Without warning, he steps closer to the dripping mechanism, his eyes never leaving me.
He raises his hand. The motion is deliberate, slow. Then, with a small turn of the knob, he increases the flow of water, making the drops faster, harder, more relentless.
Drip. Drip. Drip.
Each strike feels sharper now, like tiny hammers chipping away at my skull, each impact landing with new force, quicker, forcing me to recoil against the restraints.
My breath catches in my throat, lungs tightening as my chest rises and falls in frantic, uneven gasps.
The world feels like it’s folding in on itself, my thoughts scattering, unraveling.
Nick watches with cold amusement, his eyes gleaming as he sees the panic begin to take root. The water doesn’t stop, doesn’t ease its assault.
I can’t focus. I can’t think. It’s like the water is drowning everything, my thoughts, my sense of time, even the voice in my head that tells me to stay silent.
“Where is Dominik, Aslanov?” Nick presses, his voice a smooth murmur, his breath brushing against my ear as he steps closer, just out of reach.
My heart stutters in my chest, a pounding drumbeat. I try to breathe through it, but the air feels too thin, too tight. I can’t keep up with the rhythm of it—the drip, drip, drip—each one louder, harder, faster than the last.
“I... I don’t know.” My voice cracks, barely a whisper as the panic bubbles up in my throat, threatening to choke me. I can feel the pressure building inside my skull, the water drilling into me, and I can’t stop it. I can’t make it stop.
Nick’s eyes narrow, studying me with something akin to curiosity, the slightest tilt of his head. “You don’t know?” he repeats, voice tinged with mock disbelief. “Really?”
I shake my head, eyes squeezed shut, teeth clenched against the storm inside me. “He... He’s always wandering.”
The words feel like stones in my mouth, too heavy, too difficult to speak. But the truth spills out, against my will.
“I don’t know where he is.”
‘‘Hmm,’’ he murmurs, as if considering something. ‘‘Perhaps Petrov knows, then. He’s been telling me such useful information lately.’’ His voice is laced with mock sincerity, the kind that makes my blood run cold.

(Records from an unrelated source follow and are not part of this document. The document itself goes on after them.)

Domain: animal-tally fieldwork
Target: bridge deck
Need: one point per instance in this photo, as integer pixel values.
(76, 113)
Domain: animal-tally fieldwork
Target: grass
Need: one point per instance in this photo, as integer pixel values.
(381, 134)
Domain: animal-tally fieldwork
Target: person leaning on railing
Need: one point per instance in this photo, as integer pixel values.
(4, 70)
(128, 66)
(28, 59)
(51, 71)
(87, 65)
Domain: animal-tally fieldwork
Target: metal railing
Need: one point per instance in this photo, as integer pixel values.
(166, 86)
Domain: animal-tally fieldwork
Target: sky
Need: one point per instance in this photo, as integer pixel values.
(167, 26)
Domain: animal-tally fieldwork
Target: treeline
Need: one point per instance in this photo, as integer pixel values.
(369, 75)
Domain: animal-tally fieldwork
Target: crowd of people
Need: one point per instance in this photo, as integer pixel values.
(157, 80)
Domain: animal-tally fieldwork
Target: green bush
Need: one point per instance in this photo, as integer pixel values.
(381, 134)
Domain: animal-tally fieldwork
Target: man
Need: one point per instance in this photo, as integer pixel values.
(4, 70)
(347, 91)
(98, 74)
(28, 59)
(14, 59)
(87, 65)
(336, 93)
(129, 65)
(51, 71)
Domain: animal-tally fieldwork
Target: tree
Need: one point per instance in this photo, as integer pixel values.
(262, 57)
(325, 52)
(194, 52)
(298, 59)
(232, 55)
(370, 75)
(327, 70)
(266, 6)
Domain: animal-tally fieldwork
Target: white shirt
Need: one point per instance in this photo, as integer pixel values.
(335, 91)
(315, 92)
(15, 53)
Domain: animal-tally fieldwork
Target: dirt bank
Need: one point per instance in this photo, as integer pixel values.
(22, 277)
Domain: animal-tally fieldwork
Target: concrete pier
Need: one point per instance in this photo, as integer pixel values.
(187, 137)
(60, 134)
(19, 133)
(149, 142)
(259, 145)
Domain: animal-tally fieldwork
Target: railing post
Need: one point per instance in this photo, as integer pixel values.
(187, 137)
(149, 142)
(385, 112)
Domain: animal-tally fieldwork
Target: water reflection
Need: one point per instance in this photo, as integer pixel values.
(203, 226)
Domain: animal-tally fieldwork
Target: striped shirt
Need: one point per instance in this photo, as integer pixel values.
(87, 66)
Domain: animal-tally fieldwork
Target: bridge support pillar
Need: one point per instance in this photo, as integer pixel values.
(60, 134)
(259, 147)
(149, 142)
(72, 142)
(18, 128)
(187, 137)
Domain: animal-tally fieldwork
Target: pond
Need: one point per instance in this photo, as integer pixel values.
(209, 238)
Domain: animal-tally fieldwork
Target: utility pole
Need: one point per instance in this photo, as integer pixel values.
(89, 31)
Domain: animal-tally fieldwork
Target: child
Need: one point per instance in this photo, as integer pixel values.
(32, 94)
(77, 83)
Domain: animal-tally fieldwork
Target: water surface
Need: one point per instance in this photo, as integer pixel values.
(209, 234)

A surge of something primal rises in me, rage, helplessness, both of them tangled together in a gnawing knot. Petrov . He has nothing to lose and yet he is spitting secrets like it’s Christmas.
I tug at the restraints, my hands straining against the cold metal, desperate to move, to do anything—but they hold firm.
The leather digs into my wrists, biting into my skin as I pull harder, my breath coming in shallow gasps.
I ignore the pain, the ache of the restraints cutting into me.
All I can think of is Petrov, and how if I could just break free, I could tear that man apart with my bare hands.
This bastard never planned to form a unit.
“The time will come,” he continues, his voice now almost bored, “when I won’t need you anymore.
” His words drag out, a slow caress that cuts deeper than the water ever could.
“And then…” He pauses, letting the silence hang between us.
“You’ll live up to the myth of being dead, and unlike you Russians, I won’t get my own hands dirty. ”
Death sounds like a kindness.
Nick makes as if to walk away, his footsteps echoing through the room, but I can’t stand it. I can’t just let him leave, not like this, not after everything.
The scream erupts from me before I can stop it, a raw, guttural sound filled with frustration and rage. “Who the fuck are you?” The words tear through the air, jagged, desperate. “Who the fuck do you think you are to do this to me?”
Nick stops, just for a moment, his back still turned, his posture casual as if he’s not even fazed by my outburst. Then, a chuckle, low and dark, escapes from his lips. It’s a sound of amusement, of someone who knows they’ve won—before they’ve even finished the game.
He turns back slowly, that same cold amusement dancing in his eyes, the hint of a smirk tugging at the corner of his lips.
“Who am I?” he repeats, as if savoring the question.